I suppose there are similarities between Saracens and the Springboks on a defensive front but I wouldn’t say one mirrors the other.
The ‘Wolfpack’ defence started out as a throwaway catchphrase and ended up as a crucial part of our identity. At the time, we had some pretty creative coaches in Alex Sanderson and Paul Gustard who drove the process. Every time we went into a team session we would always affirm our commitment by saying, “We love defending!” It was part and parcel of what we were all about particularly in those first couple of years because, like the Springboks, we had to dial it back somewhat. Saracens went through an up-and-down period so we decided to play to our strengths. At the outset we said, “We can’t be a team who is going to pass the ball, break the line and score tonnes of tries. Instead, let’s focus on what we can control – namely our defensive system.”
Our Wolfpack defence, which earned mythical status, was underpinned by aggressive line-speed, sound decision-making and tactical adaptability. In terms of when to drift and when to blitz, it became a feel thing for us as players on the field. It was always a case of getting off the line but similarly, it came back to the way I see the Springboks dominate on defence – through the collisions.
The Boks bring a brutal physicality to the field but it’s always in a disciplined and well-organised system, which makes it so frustrating for teams to break down. However, if there is one team in world rugby who can unpick the Bok defence, it’s the Wallabies – who employ a multi-phase approach.

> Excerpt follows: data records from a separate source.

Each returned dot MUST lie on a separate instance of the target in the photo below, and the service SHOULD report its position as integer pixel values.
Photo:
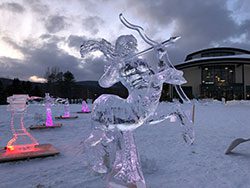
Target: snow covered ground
(167, 162)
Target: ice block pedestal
(22, 145)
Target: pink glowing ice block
(48, 101)
(85, 107)
(66, 109)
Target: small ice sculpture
(111, 146)
(85, 108)
(66, 115)
(22, 140)
(48, 103)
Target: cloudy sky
(37, 34)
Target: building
(217, 73)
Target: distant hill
(6, 81)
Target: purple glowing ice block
(48, 103)
(85, 108)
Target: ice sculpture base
(81, 112)
(43, 126)
(130, 185)
(126, 171)
(15, 154)
(65, 117)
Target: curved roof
(226, 55)
(235, 59)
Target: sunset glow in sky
(36, 34)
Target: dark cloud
(92, 24)
(75, 41)
(38, 6)
(13, 7)
(39, 58)
(55, 23)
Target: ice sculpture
(66, 109)
(85, 108)
(49, 120)
(111, 147)
(22, 139)
(22, 145)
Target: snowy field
(167, 162)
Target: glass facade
(218, 81)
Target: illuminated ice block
(85, 107)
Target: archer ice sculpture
(111, 146)
(85, 108)
(49, 120)
(23, 145)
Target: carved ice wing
(103, 46)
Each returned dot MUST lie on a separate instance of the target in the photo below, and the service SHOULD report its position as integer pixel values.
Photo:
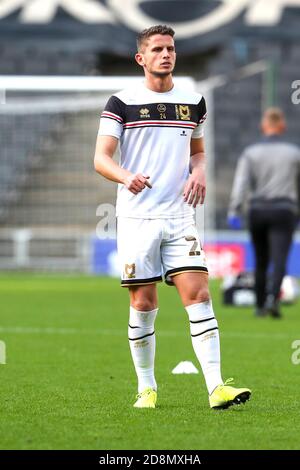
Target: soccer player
(161, 179)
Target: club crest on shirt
(183, 112)
(161, 108)
(144, 113)
(130, 271)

For Australia, it’s about the speed of their ball. They are going to look around channel one and two to unlock the Boks’ aggressive rush defence and have been pretty cute with over-throws at the back of the lineout and have introduced some really interesting first-phase plays around scrum-time. I have also been impressed with 22-year-old scrumhalf Tate McDermott, who snipes around the fringes, and I expect him to be a catalyst in terms of trying to expose South Africa closer to and around the ruck. It’s about trying to get a defender to bite and then putting someone into a half-gap.

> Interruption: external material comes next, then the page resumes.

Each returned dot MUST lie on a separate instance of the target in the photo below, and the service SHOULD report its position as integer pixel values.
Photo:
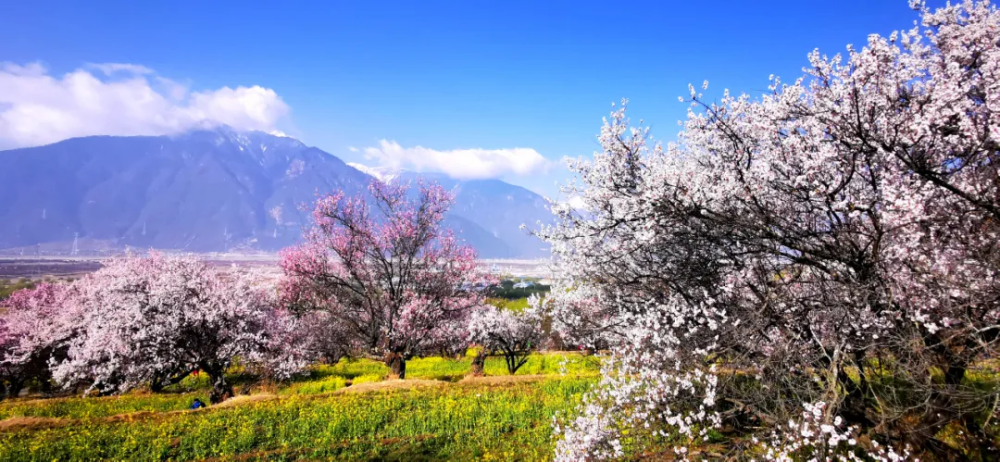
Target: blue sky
(448, 75)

When the Wallabies tackle the Springboks on the Gold Coast, it will be about trying to speed up the game and not getting into a position where there are too many stoppages. The Boks were criticised for slowing down play particularly in the first two tests of the British & Irish Lions series but, for me, it didn’t look like the visitors wanted to play too quickly either. Neither team seemed intent to speed up the game in a series which will be remembered for being a mighty arm-wrestle. As such, it will be pleasing to see Australia employ a fast-paced approach and put the officials under pressure to play.

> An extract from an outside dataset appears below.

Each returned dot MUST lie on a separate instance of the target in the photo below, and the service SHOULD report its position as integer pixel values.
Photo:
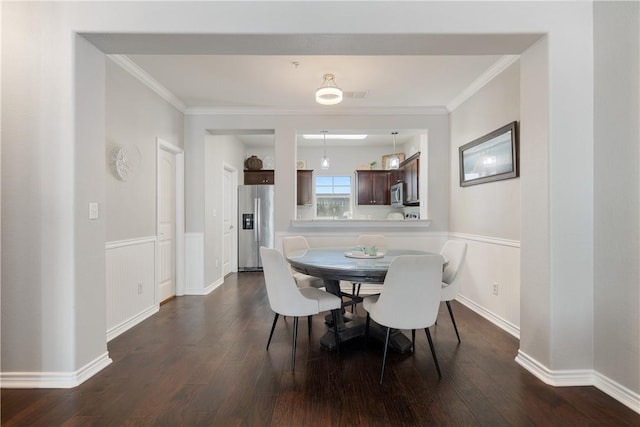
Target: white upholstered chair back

The Springbok defence isn’t perfect but, by and large, they defend pretty well in all facets of play and what they do is scramble highly effectively. So even if opposition break the line, the Boks scramble well enough to live to fight another day, which is another strength of their makeup at the moment.
Lukhanyo Am, who made a miraculous try-saving steal against Argentina last Saturday, has been unbelievable for this Springbok group and I think his value is often understated from an external front. He is the type of player who slips under the radar but I would suggest that he would probably be one of the first names on most of his colleagues’ team sheets. In terms of his effect and impact, what you would find is that internally the squad would agree that he is invaluable. Am is pivotal in his role as defensive organiser in the Springbok backline and is equally effective on attack owing to his physicality. He doesn’t stand back in the No 13 jersey. You often find midfielders are only good in one of the two aspects but Am, like Jaque Fourie was, is well-balanced on both attack and defence.
Following an 11-year career with Saracens, which saw him earn 264 caps, Neil de Kock now works in the rugby division at the Stellenbosch Academy of Sport in South Africa. De Kock, who featured in 10 Test matches for the Springboks, provides RugbyPass with expert opinion and insight focusing on the southern hemisphere sides.